Up to 440,000 Patients May Die Each Year in US
Check out this article. Please!!! It’s from Propublica and is entitled “ How Many Die from Medical Mistakes in U.S. Hospitals?” by Marshall Allen. What Allen tells us is that way more people are dying from medical mistakes that we thought. The 1999 IOM report To Err is Human estimated there were 98,000 deaths a year from preventable medical errors. In 2010, another study by the Department of Health and Human Services (DSS) estimated that 180,000 Medicare enrollees were dying from medical mistakes. That was only Medicare recipients mind you. Now we have another study that tells us the number of preventable deaths may be even higher than 180,000. So between 1999 and 2013, we have made only statistical progress in registering how many more deaths we have than we estimated fourteen years ago.
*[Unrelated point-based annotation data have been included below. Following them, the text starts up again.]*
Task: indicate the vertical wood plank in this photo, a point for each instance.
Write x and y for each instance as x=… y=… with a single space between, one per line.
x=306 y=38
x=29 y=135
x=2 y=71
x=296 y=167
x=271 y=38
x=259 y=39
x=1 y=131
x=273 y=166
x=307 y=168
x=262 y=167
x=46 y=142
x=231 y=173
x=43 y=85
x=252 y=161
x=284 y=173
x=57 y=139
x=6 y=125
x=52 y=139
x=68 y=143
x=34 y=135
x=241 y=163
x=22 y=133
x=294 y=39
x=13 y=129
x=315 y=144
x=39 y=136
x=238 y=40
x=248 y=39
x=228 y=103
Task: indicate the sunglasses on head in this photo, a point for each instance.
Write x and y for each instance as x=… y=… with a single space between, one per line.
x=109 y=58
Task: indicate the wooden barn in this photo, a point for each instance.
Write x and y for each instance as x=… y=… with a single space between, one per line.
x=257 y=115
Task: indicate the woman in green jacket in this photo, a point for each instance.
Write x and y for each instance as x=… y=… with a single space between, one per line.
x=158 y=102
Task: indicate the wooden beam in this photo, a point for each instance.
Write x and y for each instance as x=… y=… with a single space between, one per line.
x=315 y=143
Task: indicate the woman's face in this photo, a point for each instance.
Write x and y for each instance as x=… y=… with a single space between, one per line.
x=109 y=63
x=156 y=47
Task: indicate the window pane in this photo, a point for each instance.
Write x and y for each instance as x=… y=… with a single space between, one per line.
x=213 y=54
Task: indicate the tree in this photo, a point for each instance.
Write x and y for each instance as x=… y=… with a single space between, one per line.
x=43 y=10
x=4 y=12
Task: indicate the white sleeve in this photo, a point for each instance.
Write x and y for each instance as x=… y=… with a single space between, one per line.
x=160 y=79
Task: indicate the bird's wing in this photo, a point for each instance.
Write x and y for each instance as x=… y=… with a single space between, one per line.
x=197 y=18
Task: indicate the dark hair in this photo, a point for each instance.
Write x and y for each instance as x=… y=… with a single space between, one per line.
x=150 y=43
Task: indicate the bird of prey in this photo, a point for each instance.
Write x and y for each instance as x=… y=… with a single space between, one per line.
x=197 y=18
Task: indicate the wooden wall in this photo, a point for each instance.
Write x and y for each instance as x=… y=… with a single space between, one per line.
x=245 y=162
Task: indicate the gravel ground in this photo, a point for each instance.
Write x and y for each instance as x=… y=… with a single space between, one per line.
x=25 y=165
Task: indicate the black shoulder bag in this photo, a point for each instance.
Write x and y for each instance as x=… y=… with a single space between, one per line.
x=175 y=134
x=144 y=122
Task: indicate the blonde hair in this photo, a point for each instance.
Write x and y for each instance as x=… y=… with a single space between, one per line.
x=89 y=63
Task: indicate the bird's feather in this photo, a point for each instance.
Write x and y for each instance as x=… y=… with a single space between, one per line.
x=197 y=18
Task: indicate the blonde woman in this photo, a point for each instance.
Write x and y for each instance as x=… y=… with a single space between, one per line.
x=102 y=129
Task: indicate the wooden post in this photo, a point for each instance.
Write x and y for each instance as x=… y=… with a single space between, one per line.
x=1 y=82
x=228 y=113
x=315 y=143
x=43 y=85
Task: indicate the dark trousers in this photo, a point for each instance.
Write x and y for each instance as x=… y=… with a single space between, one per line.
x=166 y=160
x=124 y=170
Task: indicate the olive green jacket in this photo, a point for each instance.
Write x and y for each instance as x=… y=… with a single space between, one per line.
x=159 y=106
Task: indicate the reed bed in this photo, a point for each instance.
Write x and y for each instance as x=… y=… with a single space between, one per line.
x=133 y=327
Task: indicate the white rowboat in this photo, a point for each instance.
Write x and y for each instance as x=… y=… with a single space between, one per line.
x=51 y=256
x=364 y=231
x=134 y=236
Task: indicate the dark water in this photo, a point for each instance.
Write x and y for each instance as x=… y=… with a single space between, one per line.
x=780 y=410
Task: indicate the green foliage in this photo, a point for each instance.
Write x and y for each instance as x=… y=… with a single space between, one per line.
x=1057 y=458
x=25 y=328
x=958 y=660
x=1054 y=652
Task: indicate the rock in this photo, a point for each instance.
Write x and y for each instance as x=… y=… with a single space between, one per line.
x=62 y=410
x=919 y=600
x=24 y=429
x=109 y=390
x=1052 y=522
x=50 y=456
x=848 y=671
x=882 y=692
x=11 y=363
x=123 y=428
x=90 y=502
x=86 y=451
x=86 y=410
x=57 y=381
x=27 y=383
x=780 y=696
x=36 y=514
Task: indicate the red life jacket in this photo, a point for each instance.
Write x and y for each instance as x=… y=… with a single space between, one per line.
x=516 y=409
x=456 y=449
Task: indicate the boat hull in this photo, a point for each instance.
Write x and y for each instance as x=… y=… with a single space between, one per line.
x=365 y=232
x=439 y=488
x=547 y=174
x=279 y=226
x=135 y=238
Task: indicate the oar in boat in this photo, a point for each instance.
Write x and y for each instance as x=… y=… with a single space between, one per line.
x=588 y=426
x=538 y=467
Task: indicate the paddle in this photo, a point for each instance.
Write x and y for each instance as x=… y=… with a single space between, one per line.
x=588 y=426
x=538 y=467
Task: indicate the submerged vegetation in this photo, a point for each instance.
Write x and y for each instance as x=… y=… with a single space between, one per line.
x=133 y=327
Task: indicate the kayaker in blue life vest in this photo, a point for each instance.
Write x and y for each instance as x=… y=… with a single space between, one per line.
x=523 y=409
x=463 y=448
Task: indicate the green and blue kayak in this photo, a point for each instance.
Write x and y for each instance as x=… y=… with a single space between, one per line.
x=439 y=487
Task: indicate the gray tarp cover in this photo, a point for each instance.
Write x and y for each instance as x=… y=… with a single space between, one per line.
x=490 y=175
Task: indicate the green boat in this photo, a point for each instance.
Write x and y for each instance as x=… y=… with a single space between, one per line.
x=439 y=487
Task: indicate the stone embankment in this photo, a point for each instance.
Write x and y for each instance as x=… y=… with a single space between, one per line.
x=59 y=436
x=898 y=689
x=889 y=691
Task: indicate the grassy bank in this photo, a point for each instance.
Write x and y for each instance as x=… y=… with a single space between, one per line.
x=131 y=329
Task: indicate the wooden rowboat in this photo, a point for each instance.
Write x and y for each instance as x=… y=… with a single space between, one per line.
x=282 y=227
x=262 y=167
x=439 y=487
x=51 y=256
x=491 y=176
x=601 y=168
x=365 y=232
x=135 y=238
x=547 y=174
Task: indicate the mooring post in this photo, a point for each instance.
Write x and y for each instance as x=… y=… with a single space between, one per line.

The fact that so many people are dying in US hospitals comes as no surprise to me. As I travel from state to state and hospital to hospital, I hear some great stories and some really terrifying ones. Sometimes I think it’s a miracle that more people aren’t dying and being injured. I have written about a number of the latter problems on my blog. Safety models like those developed in aviation are not being utilized nearly enough. Not enough people are working on genuine teams and get little to no team training. When hospitals do take advantage of excellent programs like TeamSTEPPS, the training may be a one time only event and not recurrent, or implemented in a way that does not integrate team lessons into actual practice. Doctors are still reaming out, blowing off, or otherwise discouraging nurses who try to point out patient safety errors. I have gone to many patient safety meetings over the past years, and few physicians are present, with nurses making up most of the audience. But RNs may also be as much part of the problem as the solution. Many RNs are in a discipline and punish mode. Nurses don’t listen to aides and do not include those lower on the health care ladder — those referred to as “nurse extenders” (like MDs refer to RNs as “physician extenders”) on what passes for a team.
Then there is fatigue and workload. Everyone who works in healthcare seems to be exhausted most of the time. This is not true only of physicians-in-training, whose work week has not been reduced far enough. Nurses are working 12- plus hour days. Physicians who are in practice, not training, are working 15- hour days or more. NPs in a hospital which I recently visited were workig 15 to 16 hour shifts routinely. Only one state, California has any nurse staffing ratios. And there are no regulations about the number of patients physicians can see in a day. Ditto for the workload of others in healthcare.
Or what about accessories. As Michael Gardam and I have written in our Boston Globe article “Medical Staff Need to Lose Their Ties and Rings,” walk down the corridors of US hospitals and ties wave in the breeze even though we know that they are carriers of bacteria. Nurses, doctors and other staff where rings, watches and bracelets when god knows what kind of bacteria is lurking beneath. In many hospitals there may not be unambiguous protocols for making sure reusable medical equipment really isn’t being reused. (See post “Is It Dirty or Is It Clean?)As for reporting systems, hospital management seems to either seesaw between tolerating reckless, dangerous practitioners (or as in the cases of Charles Cullen and Jayent Patel passing them on to other institutions) or to continue disciplining staff who make mistakes that were not due to recklessness at all. Some are even firing staff for such mistakes. In some cases, like Julie Thao in Wisconsin, some have been charged with a felony for an inadvertent error. In Texas RNs who tried to report serious medical mistakeswere charged with a felony for their patient advocacy. To state what should be obvious, this does not serve the cause of patient safety.
These are only some of the Swiss Cheese layers that have not been systematically addressed and that contribute to patient deaths and injuries. In my experience hospitals and other health care institutions race around dealing with one layer in the Swiss Cheese and then another, implementing one flavor of the month initiative after another, without making sure anything is permanently fixed and without constantly revisiting patient safety issues. Until these and many more layers are systematically dealt with, patients will continue dying and being injured.